Pitchbook’s 2021 sustainable investments survey — which was released Friday and included responses from 457 limited partners, general partners, and other investment professionals — found that 46 percent of respondents were increasing their focus on sustainable investing this year, while 43 percent were maintaining their current focus. In addition, 64 percent of GPs and service providers said that LPs had expressed increased interest in sustainable investment issues over the last three years, up from 58 percent of respondents in 2020.

“This ESG thing isn’t going away,” Hilary Wiek, lead analyst at PitchBook and author of the report, told Institutional Investor. “More and more LPs are making these commitments.”

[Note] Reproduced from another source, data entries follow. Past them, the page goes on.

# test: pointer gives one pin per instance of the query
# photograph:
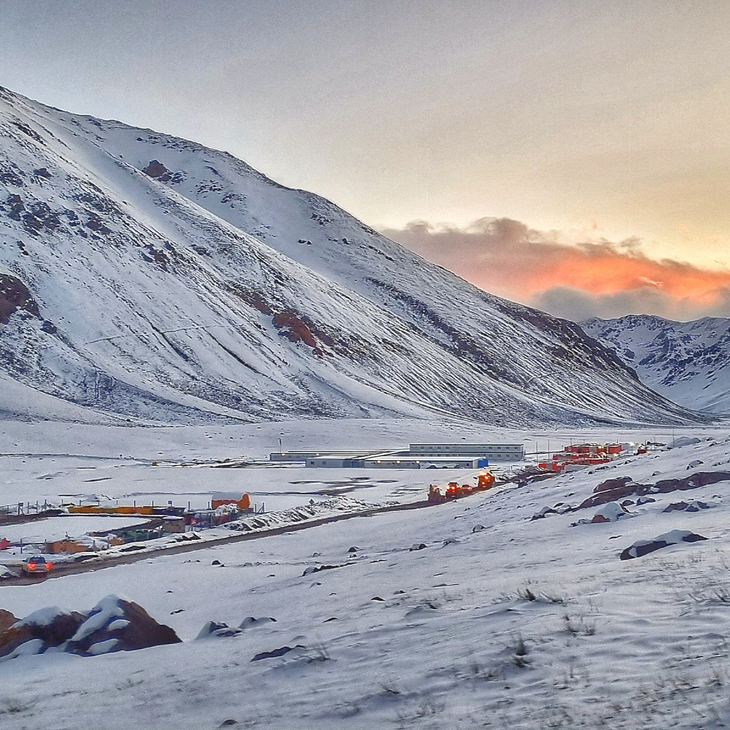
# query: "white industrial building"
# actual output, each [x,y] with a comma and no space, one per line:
[418,456]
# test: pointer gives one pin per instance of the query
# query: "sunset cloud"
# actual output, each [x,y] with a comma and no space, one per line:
[575,280]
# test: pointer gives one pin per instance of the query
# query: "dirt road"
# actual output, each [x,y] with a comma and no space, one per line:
[61,570]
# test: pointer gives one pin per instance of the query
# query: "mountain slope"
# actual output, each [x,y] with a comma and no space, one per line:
[149,276]
[688,362]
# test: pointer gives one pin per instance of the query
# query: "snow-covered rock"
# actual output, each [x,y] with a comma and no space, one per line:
[609,513]
[116,624]
[688,362]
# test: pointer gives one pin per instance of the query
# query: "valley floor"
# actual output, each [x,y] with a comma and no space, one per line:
[499,621]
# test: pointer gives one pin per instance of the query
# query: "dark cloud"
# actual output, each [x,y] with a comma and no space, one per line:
[575,280]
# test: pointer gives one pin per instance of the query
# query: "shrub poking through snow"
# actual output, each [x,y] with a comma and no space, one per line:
[610,513]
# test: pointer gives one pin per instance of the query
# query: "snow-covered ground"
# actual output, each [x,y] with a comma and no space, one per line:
[688,362]
[499,621]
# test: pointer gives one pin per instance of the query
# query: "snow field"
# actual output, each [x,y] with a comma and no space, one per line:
[522,624]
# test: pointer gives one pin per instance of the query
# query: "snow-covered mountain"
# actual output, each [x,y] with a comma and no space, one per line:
[688,362]
[149,276]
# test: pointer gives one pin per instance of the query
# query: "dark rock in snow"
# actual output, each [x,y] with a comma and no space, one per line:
[6,620]
[694,506]
[276,652]
[14,296]
[643,547]
[115,624]
[250,622]
[47,628]
[214,629]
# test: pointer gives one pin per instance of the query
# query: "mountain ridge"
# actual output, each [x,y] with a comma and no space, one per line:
[175,282]
[688,362]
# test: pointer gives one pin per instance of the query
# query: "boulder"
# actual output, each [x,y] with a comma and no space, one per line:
[116,624]
[215,629]
[674,537]
[49,627]
[609,513]
[277,652]
[694,506]
[6,620]
[251,623]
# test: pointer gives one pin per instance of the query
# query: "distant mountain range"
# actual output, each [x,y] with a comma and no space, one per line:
[151,277]
[688,362]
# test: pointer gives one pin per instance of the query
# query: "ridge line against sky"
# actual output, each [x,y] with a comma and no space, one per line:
[576,279]
[606,121]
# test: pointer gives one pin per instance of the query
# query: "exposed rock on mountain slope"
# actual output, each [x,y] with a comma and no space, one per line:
[688,362]
[150,276]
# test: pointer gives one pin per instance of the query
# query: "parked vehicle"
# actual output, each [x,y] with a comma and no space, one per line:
[36,565]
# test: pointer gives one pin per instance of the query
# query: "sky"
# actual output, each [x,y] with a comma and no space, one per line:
[569,154]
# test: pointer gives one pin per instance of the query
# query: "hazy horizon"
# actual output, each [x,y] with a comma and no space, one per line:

In the report, Wiek wrote that many respondents attributed the rise in ESG interest to major events of the last two years, including the Covid-19 pandemic, climate-related disasters, and the Black Lives Matter movement’s heightened presence in the summer of 2020. But, Wiek said, sustainable investing in private markets has also been a long-time coming.

“Private markets are still trying to feel their way through this impact investing and ESG stuff. A lot of investors on the asset manager side have felt, for a long time, that they knew what they were doing, they were making money, and people can do that stuff somewhere else,” she said.

But as more and more funds came to the market, investors began to wonder what managers were doing about emerging risk factors, including ESG, Wiek added.

“Now, I think there is finally a pretty big movement in the private markets to be considering these factors, even though they were a little late to the game,” she said.

While Wiek reported that there were still some “wait-and-see” attitudes among allocators in 2020, she said those views have mostly dissipated.

“LPs take a while,” she said. “You have to wait ’til the next committee meeting. But now that they’ve had a year to ponder it, they said ‘Yes, for sure. This is happening.’”

For LPs and GPs alike, sustainable investing is not just about altruism: It’s about returns. According to the report, when asked whether they prioritized either sustainable investing or strong performance when considering a potential investment opportunity, the majority of respondents — both GPs and LPs — said they prioritized both.

“Folks that are working on ESG risk factors have made a good case that this isn’t touchy-feely, tree-hugging stuff anymore,” Wiek said. “This is, if you’ve got property in low-lying areas, the oceans are rising and you should probably have a plan for that. That is a risk. It’s not showing up on a balance sheet or a financial statement, but we need to start measuring and preparing for these things if you want your company to survive.”

But as interest in sustainable investing heightens, LPs and GPs are facing new challenges. There is an oversaturation of investment data and “none of it rolls into something that’s reportable and explains how investment dollars are impacting the world,” Wiek said.

Both GP and LP respondents to the PitchBook survey were most concerned with the murky definitions and measurements of impact outcomes. Respondents were also worried about the lack of robust data on ESG factors for private equity companies and the difficulty of benchmarking non-financial goals.

“Everyone everywhere is struggling with this,” Wiek said.

A large part of the problem is the lack of a singular, industry-wide framework for measuring investment impact, Wiek said. Instead, GPs and LPs use a slew of different standard frameworks or develop their own portfolio-specific methods. As a result, it’s nearly impossible for GPs to compare company metrics and for LPs to assess individual managers’ impact profiles.

“There are groups that understand that this is a problem, and they’re trying to figure out how to align the entire industry into some sort of framework,” Wiek said. “We just need to get to a point where everybody’s thinking about these risks the same way so that the information can be much more applicable and usable.”